Rz. 428

Nach § 16 Abs. 1 Nr. 1c AÜG ist es – für Verleiher wie Entleiher – bußgeldbewehrt, wenn die Überlassung der Leiharbeitnehmer nicht ausdrücklich in dem Vertrag zwischen Entleiher und Verleiher als Arbeitnehmerüberlassung bezeichnet ist, bevor der Leiharbeitnehmer überlassen oder tätig wird (siehe im Einzelnen zur Offenlegungspflicht Rdn 190 ff.). Ziel des Gesetzgebers ist es, hierdurch sogenannte Vorrats- oder Absicherungs-Arbeitnehmerüberlassungserlaubnisse auszuhebeln. Damit ist es nun nicht mehr, wie nach der bis 31.3.2017 geltenden Rechtslage, möglich, einen Scheinwerk- bzw. Scheindienstvertrag in eine Arbeitnehmerüberlassung unter gleichzeitiger Berufung auf eine dem Auftragnehmer (vorsorglich) erteilte Erlaubnis zur Arbeitnehmerüberlassung umzudeuten. Auf eine rechtmäßige, da von einer Arbeitnehmerüberlassungserlaubnis gedeckte Arbeitnehmerüberlassung, sollen sich die Vertragsparteien nur dann berufen können, wenn sie den Vertrag im Vorfeld ausdrücklich als Arbeitnehmerüberlassung deklariert haben.

Hiervon betroffen sind insbesondere Mitarbeiter von Dienstleistern, die in die Betriebsabläufe des Kunden stark integriert sind, ohne dass die Vertragsparteien dies bislang als Arbeitnehmerüberlassung qualifiziert haben bzw. als solche qualifizieren wollten.
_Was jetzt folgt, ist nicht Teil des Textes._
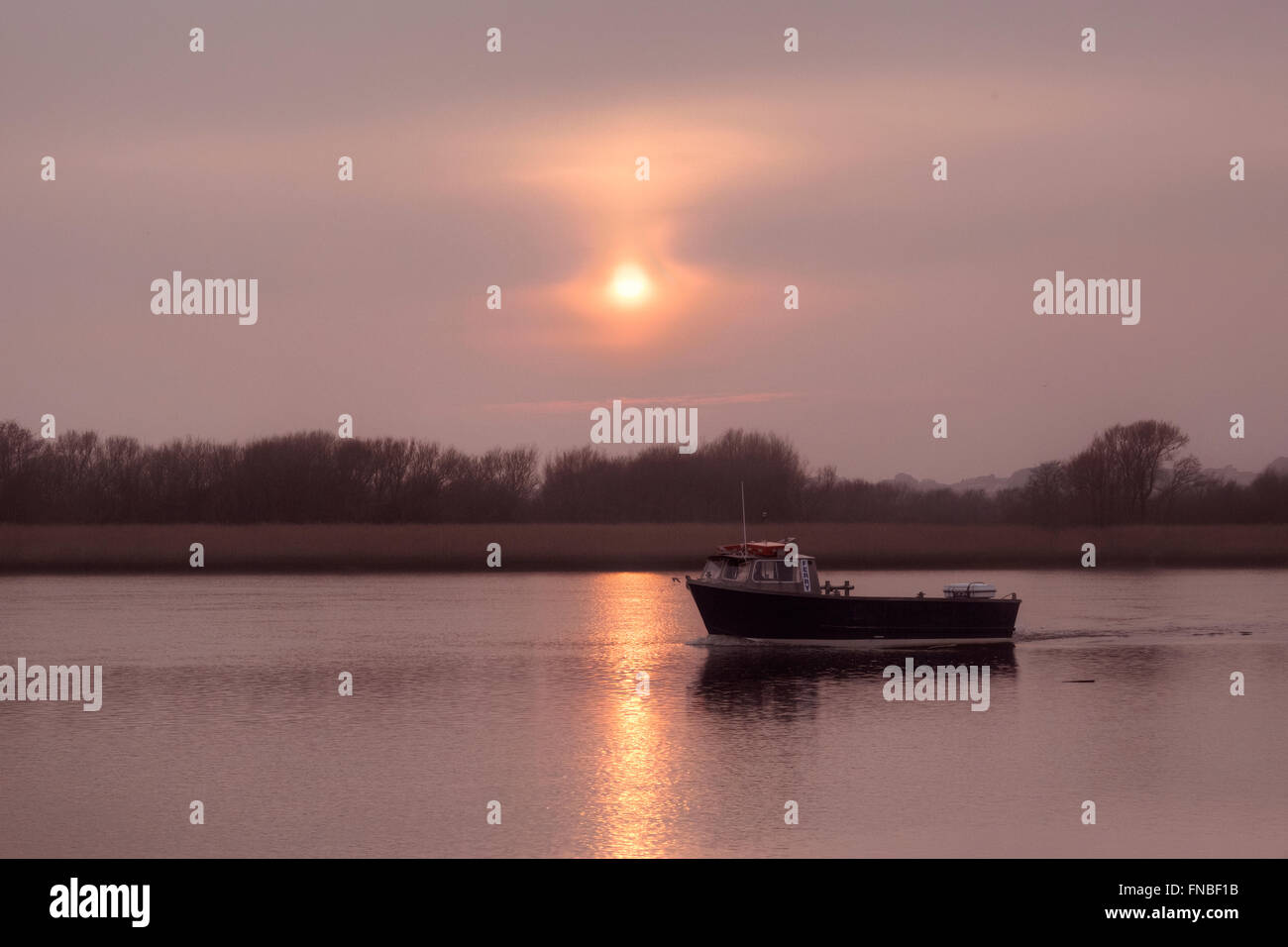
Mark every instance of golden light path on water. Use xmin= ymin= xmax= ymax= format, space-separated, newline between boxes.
xmin=587 ymin=573 xmax=687 ymax=857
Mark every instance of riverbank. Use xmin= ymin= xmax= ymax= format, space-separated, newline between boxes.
xmin=0 ymin=523 xmax=1288 ymax=574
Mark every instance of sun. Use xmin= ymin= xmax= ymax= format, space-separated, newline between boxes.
xmin=608 ymin=263 xmax=653 ymax=305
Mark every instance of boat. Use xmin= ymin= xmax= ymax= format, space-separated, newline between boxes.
xmin=684 ymin=539 xmax=1020 ymax=644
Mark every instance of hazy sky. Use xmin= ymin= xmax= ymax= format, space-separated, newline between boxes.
xmin=0 ymin=0 xmax=1288 ymax=480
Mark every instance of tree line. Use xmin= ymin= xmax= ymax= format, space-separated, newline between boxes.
xmin=0 ymin=420 xmax=1288 ymax=527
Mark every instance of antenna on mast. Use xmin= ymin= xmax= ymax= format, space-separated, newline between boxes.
xmin=738 ymin=480 xmax=748 ymax=556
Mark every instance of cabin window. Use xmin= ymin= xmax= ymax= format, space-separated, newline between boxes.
xmin=756 ymin=559 xmax=798 ymax=582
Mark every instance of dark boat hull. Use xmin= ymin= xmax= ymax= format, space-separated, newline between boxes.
xmin=688 ymin=579 xmax=1020 ymax=642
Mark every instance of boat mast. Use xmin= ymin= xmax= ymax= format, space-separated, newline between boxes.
xmin=738 ymin=480 xmax=751 ymax=556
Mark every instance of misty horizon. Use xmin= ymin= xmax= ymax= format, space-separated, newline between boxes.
xmin=0 ymin=3 xmax=1288 ymax=481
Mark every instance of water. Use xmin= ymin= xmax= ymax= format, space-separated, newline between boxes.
xmin=0 ymin=570 xmax=1288 ymax=857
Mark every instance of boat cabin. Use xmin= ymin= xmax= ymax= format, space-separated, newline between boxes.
xmin=700 ymin=540 xmax=819 ymax=595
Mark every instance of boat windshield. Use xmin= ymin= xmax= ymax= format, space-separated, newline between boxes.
xmin=724 ymin=559 xmax=751 ymax=582
xmin=754 ymin=559 xmax=800 ymax=582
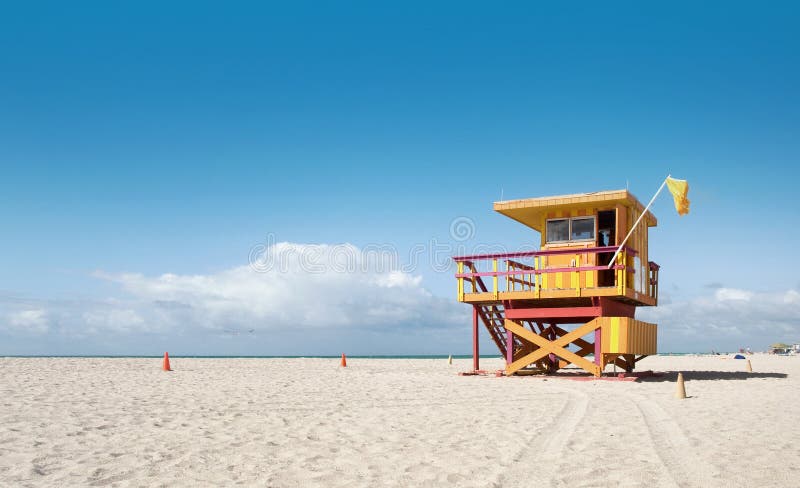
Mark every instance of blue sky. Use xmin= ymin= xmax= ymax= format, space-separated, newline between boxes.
xmin=0 ymin=2 xmax=800 ymax=354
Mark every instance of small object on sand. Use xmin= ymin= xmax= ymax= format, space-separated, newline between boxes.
xmin=675 ymin=373 xmax=686 ymax=400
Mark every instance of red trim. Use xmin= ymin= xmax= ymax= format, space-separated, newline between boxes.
xmin=506 ymin=307 xmax=603 ymax=319
xmin=456 ymin=264 xmax=636 ymax=278
xmin=452 ymin=246 xmax=639 ymax=262
xmin=472 ymin=305 xmax=481 ymax=371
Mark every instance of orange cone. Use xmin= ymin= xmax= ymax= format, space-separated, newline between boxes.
xmin=675 ymin=373 xmax=686 ymax=400
xmin=161 ymin=352 xmax=172 ymax=371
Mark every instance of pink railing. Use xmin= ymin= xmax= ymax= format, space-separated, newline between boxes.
xmin=453 ymin=246 xmax=658 ymax=300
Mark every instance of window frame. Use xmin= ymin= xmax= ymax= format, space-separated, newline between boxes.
xmin=544 ymin=217 xmax=572 ymax=244
xmin=544 ymin=215 xmax=597 ymax=244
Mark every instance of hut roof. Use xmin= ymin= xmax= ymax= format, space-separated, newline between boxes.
xmin=494 ymin=190 xmax=658 ymax=232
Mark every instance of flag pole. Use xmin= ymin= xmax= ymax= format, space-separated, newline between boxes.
xmin=608 ymin=175 xmax=672 ymax=269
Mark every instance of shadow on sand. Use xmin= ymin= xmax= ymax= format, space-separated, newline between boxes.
xmin=639 ymin=371 xmax=788 ymax=382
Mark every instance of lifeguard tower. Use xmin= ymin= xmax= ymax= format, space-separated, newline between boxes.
xmin=453 ymin=190 xmax=659 ymax=376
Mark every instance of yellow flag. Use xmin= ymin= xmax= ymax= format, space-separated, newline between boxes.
xmin=667 ymin=177 xmax=689 ymax=215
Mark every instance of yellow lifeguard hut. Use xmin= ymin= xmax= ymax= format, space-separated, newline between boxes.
xmin=453 ymin=190 xmax=659 ymax=376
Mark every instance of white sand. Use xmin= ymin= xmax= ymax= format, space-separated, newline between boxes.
xmin=0 ymin=355 xmax=800 ymax=487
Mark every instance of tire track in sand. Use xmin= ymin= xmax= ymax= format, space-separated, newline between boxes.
xmin=494 ymin=387 xmax=589 ymax=486
xmin=624 ymin=393 xmax=724 ymax=488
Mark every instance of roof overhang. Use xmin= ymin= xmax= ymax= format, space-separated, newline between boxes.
xmin=494 ymin=190 xmax=658 ymax=232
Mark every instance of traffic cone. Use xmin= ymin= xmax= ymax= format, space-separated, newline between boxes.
xmin=161 ymin=352 xmax=172 ymax=371
xmin=675 ymin=373 xmax=686 ymax=400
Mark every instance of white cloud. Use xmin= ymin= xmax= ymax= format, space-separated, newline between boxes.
xmin=91 ymin=243 xmax=469 ymax=330
xmin=714 ymin=288 xmax=753 ymax=302
xmin=8 ymin=309 xmax=49 ymax=334
xmin=637 ymin=288 xmax=800 ymax=350
xmin=82 ymin=308 xmax=148 ymax=332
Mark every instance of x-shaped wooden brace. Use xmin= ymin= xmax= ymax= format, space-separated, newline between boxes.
xmin=505 ymin=319 xmax=601 ymax=376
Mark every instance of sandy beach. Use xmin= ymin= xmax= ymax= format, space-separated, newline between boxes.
xmin=0 ymin=355 xmax=800 ymax=487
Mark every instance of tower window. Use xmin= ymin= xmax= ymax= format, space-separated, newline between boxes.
xmin=545 ymin=217 xmax=595 ymax=243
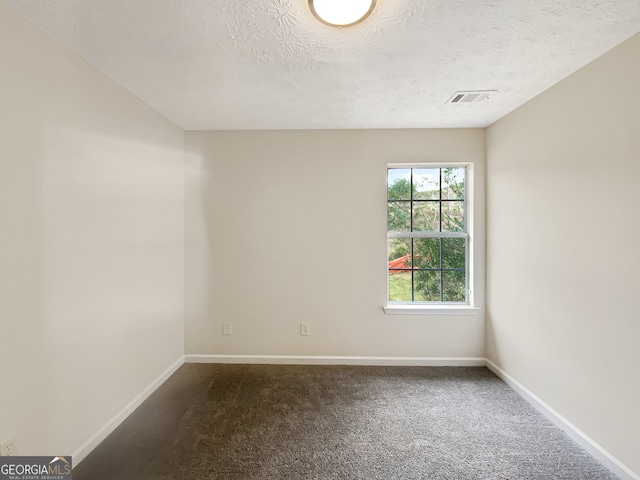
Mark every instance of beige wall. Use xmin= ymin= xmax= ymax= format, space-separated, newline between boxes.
xmin=0 ymin=3 xmax=184 ymax=455
xmin=487 ymin=31 xmax=640 ymax=474
xmin=185 ymin=129 xmax=485 ymax=357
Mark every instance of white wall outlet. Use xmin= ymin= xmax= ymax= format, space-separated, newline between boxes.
xmin=300 ymin=322 xmax=309 ymax=337
xmin=0 ymin=435 xmax=18 ymax=457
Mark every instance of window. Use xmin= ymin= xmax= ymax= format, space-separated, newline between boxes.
xmin=387 ymin=165 xmax=470 ymax=306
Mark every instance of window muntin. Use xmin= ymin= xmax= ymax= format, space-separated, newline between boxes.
xmin=387 ymin=165 xmax=470 ymax=304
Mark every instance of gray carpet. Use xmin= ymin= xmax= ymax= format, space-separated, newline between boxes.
xmin=73 ymin=364 xmax=617 ymax=480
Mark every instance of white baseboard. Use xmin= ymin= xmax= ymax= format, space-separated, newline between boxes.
xmin=72 ymin=357 xmax=184 ymax=467
xmin=185 ymin=355 xmax=486 ymax=367
xmin=486 ymin=359 xmax=640 ymax=480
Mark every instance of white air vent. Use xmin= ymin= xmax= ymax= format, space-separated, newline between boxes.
xmin=447 ymin=90 xmax=497 ymax=105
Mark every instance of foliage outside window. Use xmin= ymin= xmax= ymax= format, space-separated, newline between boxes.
xmin=387 ymin=166 xmax=469 ymax=304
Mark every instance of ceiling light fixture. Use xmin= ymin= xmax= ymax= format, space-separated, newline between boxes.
xmin=309 ymin=0 xmax=376 ymax=28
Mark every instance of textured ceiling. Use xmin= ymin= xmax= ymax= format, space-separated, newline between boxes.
xmin=5 ymin=0 xmax=640 ymax=130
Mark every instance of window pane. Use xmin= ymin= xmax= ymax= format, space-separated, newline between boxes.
xmin=387 ymin=238 xmax=411 ymax=268
xmin=442 ymin=202 xmax=464 ymax=232
xmin=413 ymin=202 xmax=440 ymax=232
xmin=413 ymin=168 xmax=440 ymax=200
xmin=387 ymin=202 xmax=411 ymax=232
xmin=387 ymin=168 xmax=411 ymax=200
xmin=442 ymin=238 xmax=467 ymax=270
xmin=389 ymin=271 xmax=411 ymax=302
xmin=442 ymin=168 xmax=466 ymax=200
xmin=413 ymin=270 xmax=440 ymax=302
xmin=442 ymin=270 xmax=465 ymax=302
xmin=413 ymin=238 xmax=440 ymax=268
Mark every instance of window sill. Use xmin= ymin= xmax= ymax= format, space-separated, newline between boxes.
xmin=382 ymin=305 xmax=480 ymax=315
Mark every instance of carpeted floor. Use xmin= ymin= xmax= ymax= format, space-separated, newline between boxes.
xmin=73 ymin=364 xmax=617 ymax=480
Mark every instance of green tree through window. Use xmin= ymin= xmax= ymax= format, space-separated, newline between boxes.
xmin=387 ymin=166 xmax=468 ymax=303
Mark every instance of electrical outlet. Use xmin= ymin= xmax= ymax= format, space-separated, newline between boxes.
xmin=0 ymin=435 xmax=18 ymax=457
xmin=300 ymin=322 xmax=309 ymax=337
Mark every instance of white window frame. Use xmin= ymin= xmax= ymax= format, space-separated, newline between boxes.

Vielfach verfügten bislang IT-Dienstleister, Engineering-Unternehmen, Caterer oder Promotion-Agenturen über eine Arbeitnehmerüberlassungserlaubnis für den Fall, dass eine zwischen ihnen und ihrem jeweiligen Kunden praktizierte Vertragsbeziehung zu einer Arbeitnehmerüberlassung umgedeutet wird.[1039] Für einen solchen Fall war der Kunde bis zum Inkrafttreten des neuen AÜG durch diese Arbeitnehmerüberlassungserlaubnis vor etwaigen ihn treffenden Rechtsfolgen geschützt. Dies wird durch die Offenlegungspflicht nunmehr verhindert.[1040]

Ein Verstoß gegen § 16 Abs. 1 Nr. 1c AÜG wird nicht durch die Festhaltenserklärung des Leiharbeitnehmers nach § 9 Abs. 2 AÜG "geheilt".[1041]

Verstöße gegen § 16 Abs. 1 Nr. 1c AÜG werden mit einem Bußgeld von bis zu 30.000 EUR geahndet. Zuständige Verwaltungsbehörden sind die Behörden der Zollverwaltung (vgl. § 16 Abs. 3 AÜG).

[1039] So Bertram, AIP 12/2015, 3, 6.
[1040] Nach einer Entscheidung des ArbG Mainz (Urt. v. 28.6.2018 – 3 Ca 111/18) soll die Offenlegungs- und Konkretisierungspflicht nicht für "Altverträge" gelten, also Verträge, die vor dem 1.4.2017 geschlossen wurden bzw. begonnen haben, aber darüber hinaus fortgesetzt werden. Dies wird u.a. damit begründet, dass die Übergangsvorschrift gemäß § 19 Abs. 2 AÜG ausschließlich eine Regelung zur Berechnung von Überlassungszeiten vor dem 1.4.2017 enthält. Die Bundesagentur für Arbeit vertritt diese Auffassung nicht. Nach Ziffer 1.1.6.7, Abs. 4 FW AÜG (Stand August 2019) gilt die Offenlegungspflicht auch für Verträge, die vor dem 1.4.2017 geschlossen und danach fortgeführt wurden. Hier sollte zur Vermeidung eines Bußgeldes der Ansicht der Bundesagentur für Arbeit gefolgt werden, bis eine höchstrichterliche Klärung der Frage vorliegt.
[1041] So ausdrücklich die Antwort der Bundesregierung vom 12.10.2016 auf die Kleine Anfrage von Bündnis 90/DIE GRÜNEN, BT-Drucks 18/9944, 3: "Das Widerspruchsrecht legalisiert darüber hinaus nicht eine rechtswidrige Einsatzpraxis. Diese bleibt selbst bei einer wirksamen Ausübung des Widerspruchsrechts illegal und bußgeldbewehrt.".